Zunächst wechseln wir das Licht, das derzeit ehrenamtliches Engagement hell erleuchten lässt, in ein weniger Blendendes: Die große Euphorie der Hilfsbereitschaft verleitet viele Leute zu einem romantisierenden Blick auf den Umgang mit Flucht, Migration und Asyl. Dieser Eindruck wird durch das mediale Bild und Merkels Aussage „Flüchtlinge mit offenen Armen empfangen zu wollen“1 entschieden untermauert. So kommt es zum Anschein eines „herzerwärmenden“2 Umgangs mit geflüchteten Menschen – der beispielsweise das Delegiertentreffen der International Federation of Social Workers (IFSW) dazu bewegte, Deutschland und Österreich als Beispielländer zu nennen, da dort die Haltung vertreten würde „Flüchtlinge so schnell wie möglich aufzunehmen und menschlich zu versorgen“3. Im Hinblick auf die Zustände am LaGeSo, die vielen Not- und Massenunterkünfte sowie die kürzlich getroffenen Gesetzesverschärfungen – Pro Asyl spricht in diesem Zusammenhang von einem „Frontalangriff auf das individuelle Asylrecht“4 – klingen derartige Statements jedoch zynisch.

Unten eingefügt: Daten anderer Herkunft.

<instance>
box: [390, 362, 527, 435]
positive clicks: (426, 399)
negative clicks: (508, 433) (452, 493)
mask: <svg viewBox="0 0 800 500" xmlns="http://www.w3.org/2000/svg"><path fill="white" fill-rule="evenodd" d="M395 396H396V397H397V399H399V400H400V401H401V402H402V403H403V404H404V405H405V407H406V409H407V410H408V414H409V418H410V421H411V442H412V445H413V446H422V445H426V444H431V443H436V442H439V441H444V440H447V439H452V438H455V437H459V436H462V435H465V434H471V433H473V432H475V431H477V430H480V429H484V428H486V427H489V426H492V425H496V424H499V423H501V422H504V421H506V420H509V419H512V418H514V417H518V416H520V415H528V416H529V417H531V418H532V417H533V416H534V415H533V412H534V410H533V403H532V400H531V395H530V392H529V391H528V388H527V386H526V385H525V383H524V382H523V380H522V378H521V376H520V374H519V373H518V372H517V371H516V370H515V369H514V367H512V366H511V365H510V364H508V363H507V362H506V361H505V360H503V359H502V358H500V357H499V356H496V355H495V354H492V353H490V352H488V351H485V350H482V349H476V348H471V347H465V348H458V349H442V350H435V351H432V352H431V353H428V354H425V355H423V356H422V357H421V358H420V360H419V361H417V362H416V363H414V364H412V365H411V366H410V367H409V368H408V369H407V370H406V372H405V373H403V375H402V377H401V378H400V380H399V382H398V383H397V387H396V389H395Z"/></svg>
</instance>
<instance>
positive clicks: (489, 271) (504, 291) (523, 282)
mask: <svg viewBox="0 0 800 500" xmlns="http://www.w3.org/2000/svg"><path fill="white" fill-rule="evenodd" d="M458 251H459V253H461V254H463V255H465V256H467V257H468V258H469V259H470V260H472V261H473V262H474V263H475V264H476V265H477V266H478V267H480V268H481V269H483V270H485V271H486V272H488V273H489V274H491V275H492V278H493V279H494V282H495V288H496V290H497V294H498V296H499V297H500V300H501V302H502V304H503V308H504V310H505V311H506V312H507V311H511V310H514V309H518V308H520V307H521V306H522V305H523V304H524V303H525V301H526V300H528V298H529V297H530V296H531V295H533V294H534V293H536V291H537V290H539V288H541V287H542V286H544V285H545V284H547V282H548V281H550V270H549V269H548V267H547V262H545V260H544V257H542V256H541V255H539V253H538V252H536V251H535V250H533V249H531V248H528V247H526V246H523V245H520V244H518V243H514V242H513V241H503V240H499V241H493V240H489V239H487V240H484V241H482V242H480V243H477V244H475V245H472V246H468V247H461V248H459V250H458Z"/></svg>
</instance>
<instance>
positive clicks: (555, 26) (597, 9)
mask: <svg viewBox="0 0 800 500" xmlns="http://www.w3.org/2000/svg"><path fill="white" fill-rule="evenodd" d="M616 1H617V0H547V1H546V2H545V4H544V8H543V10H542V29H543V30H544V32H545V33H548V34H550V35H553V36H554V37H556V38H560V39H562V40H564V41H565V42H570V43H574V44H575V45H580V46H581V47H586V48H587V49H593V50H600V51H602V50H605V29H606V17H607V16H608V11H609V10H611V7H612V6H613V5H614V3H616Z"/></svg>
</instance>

Und nicht nur diese Tatsache, die Grundlage dafür bietet, dass verschiedene ‚Flüchtlingsgruppen’ konstruiert und gegeneinander ausgespielt werden; auch ein Blick in die „Chronik der Gewalt“5 verdeutlicht schnell, dass das Engagement von Teilen der Zivilbevölkerung nur eine Seite der Medaille ist. Darüber hinaus ist auch diese eine Seite der Medaille – trotz jeder guten Absichten – nicht durchweg positiv: Denn weitestgehend unbeachtet bleibt, aus welcher Notwendigkeit das freiwillige Engagement hervorgeht, zu welchen Bedingungen es stattfindet und welche Konsequenzen damit einhergehen. Außen vor bleibt dementsprechend auch eine kritische Betrachtung der „neoliberalen Vereinnahmung von Flüchtlingshilfe“6 sowie der Privatisierung von Hilfe, sprich der Verlagerung politischer und institutioneller Verantwortlichkeiten auf die Zivilgesellschaft. Zudem fehlt häufig eine Analyse der Fluchtgründe, der ‚Warums’ und ‚Wofürs’. Eine der fatalen Folgen ist, dass bestehende Macht-, Herrschafts- und Ausbeutungsverhältnisse aufrechterhalten und stabilisiert werden. Eine andere, dass bestimmte Personen in eine Abhängigkeit ‚vom Wohltun anderer’ versetzt werden.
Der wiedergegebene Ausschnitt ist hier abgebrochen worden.